織姫の場合は、意識を失うような事は無かったが、眠りに費やす時間が長い。
人と猫、いや猫神では、色々と事情が違うのかもしれないが、気の済むまで寝かせてあげようと思う勇だった。
ヤンセイルまでの道すがら、途中2回魔物との戦闘があった。
20匹程度のフォレストウルフの群れと、オーク7体の団体様だったが、騎士の数が多い事もあり何れも30分以内に決着する。
織姫が眠っていることを知っている騎士達の士気が異常に高く、副団長のフェリクスは苦笑していた。
その間も、多少耳を動かした程度で、織姫は気持ちよさそうに眠っていたのだった。
ヤンセイルに着いた一行は、昨日のバダロナほどでは無いが、歓迎ムードで迎えられた。
直接この街を助けたわけでは無いが、バダロナの危機に駆け付けた話は広まっており、皆が口々にありがとうと礼を言ってくれた。
その後勇を含めた研究所の面々は、クラウフェルト子爵家の一員として、ヤンセン子爵の館で行われる晩餐へ招待された。
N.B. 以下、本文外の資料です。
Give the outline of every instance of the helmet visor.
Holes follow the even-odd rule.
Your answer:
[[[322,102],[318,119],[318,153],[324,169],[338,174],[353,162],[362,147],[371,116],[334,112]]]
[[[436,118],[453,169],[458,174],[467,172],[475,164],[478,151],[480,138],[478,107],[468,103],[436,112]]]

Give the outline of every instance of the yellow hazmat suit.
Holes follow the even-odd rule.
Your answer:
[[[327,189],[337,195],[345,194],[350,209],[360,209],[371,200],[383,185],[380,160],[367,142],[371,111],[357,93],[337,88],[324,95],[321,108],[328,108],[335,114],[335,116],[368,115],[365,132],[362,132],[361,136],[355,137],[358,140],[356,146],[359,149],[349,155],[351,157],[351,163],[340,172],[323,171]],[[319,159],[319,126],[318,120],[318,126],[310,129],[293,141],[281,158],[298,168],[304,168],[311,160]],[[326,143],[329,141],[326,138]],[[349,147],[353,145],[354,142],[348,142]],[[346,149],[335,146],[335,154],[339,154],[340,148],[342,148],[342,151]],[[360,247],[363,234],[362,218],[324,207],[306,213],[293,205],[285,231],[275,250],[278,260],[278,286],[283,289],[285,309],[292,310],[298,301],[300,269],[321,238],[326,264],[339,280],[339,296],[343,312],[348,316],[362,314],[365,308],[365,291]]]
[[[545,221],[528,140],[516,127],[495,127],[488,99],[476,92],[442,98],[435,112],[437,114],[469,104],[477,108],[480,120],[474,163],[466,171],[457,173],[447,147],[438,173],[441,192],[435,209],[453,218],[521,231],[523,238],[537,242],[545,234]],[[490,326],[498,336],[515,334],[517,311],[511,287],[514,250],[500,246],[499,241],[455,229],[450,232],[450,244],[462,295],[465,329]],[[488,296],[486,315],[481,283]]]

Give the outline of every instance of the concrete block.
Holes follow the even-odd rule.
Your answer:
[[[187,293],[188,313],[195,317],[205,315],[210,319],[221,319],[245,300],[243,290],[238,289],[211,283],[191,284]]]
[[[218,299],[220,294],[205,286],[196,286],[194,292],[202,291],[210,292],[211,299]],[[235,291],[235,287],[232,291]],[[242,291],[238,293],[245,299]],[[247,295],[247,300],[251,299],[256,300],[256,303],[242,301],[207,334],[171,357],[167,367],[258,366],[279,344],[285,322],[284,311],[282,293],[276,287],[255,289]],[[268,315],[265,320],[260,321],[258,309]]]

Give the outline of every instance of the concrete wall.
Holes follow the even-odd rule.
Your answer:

「そう言えばセル、どうやらお前のとこの騎士や兵士が噂になってるらしいぞ?」
ヤンセン子爵家の当主ダフィドが、食事が一区切りついた所でセルファースに話しかける。
「噂? どういうことだい?」
「カレンベルク家配下のバラデイル男爵家がやらかしたって話とセットで、それを跳ね返したお前んとこが貴族の間で噂になってるんだとよ。色々あったぞ? 倍以上の魔物を倒した。100そこそこの手勢で夜通し戦い続け1,000体の魔物を屠った。後はそうだな、オーガを魔法1発で仕留めた凄腕の魔法使いがいるとか、メイジオーガの首を刈った凶悪な使い魔がいるとか……」
「げほげほげほっ!!」
噂の後半を聞いて、飲んでいたワインが変な所に入り勇が咽る。
「おいおい、大丈夫か? イサム殿」
苦笑しながらも心配そうにダフィドが尋ねる。
「だ、大丈夫です! 尾ひれが付いた噂にちょっと驚いてしまって……」
アンネマリーに差し出された水をゆっくり飲みながら勇が答える。
「あながち尾ひれとは言い切れまい。2日で都合3連戦してるし、メイジオーガを倒したのも事実だろ? クラウフェルト家の騎士団は精鋭揃いだ、ってな。俺も先日ブルーノのおっさんが謝罪に来た時に聞いて初めて知ったんだがな」
「なるほどねぇ。まったく噂好きな方達だ。それで、ブルーノ・カレンベルク閣下は何と仰ってたのかね?」
「ウチの配下の不手際が、そっちの噂で搔き消されるからありがたい、だとさ。食えねぇおっさんだぜ、まったく……。案外噂に尾鰭を付けたのは、あのおっさんかもな。大貴族ってのは怖いねぇ。転んでもただでは起きねぇ」
首をすくめてやれやれとダフィドが首を振る。
「例の魔法陣のこともあるし、そっちの咽せてる迷い人の事もある。そこへ持って来て今回の噂だ。近々お前んとこは注目を浴びるのは間違いねぇ。何か対策すんなら早めにな。ま、お前の事だから、分かっちゃいると思うがよ」
少し姿勢を正したダフィドが、セルファースに酒を注ぎながら真面目な顔で語り掛ける。
「そうだね……。伯爵領へ行った帰りにもまた寄らせてもらうよ。多分、そのタイミングで色々と話せると思うからさ。それまでもうちょっと待ってくれないかい?」
返杯しながらセルファースが答える。
「ああ。くれぐれも無茶すんなよ? そんで何か楽しいことをすんなら、俺も交ぜてくれや」
かっかっか、と言う楽し気なダフィドの笑い声を締めの挨拶代わりに、晩餐は終わった。
なお、この夜はヤンセン子爵家に宿泊したことで住民の目が無くなったため、ようやく持って来た馬車風呂を使う事が出来た。
久しぶりの入浴に、ニコレットとアンネマリーの母娘はご機嫌である。
また、泊めてもらったお礼にと、ヤンセン子爵夫人にも入浴してもらったのだが、やはり夫人も気に入り、是非売ってくれと出発ギリギリまで言われるのだった。
そしてヤンセイルを発って2日後、8の月の24日の夕方前。
ついにカレンベルク伯爵領の領都、ベルクーレへと到着した。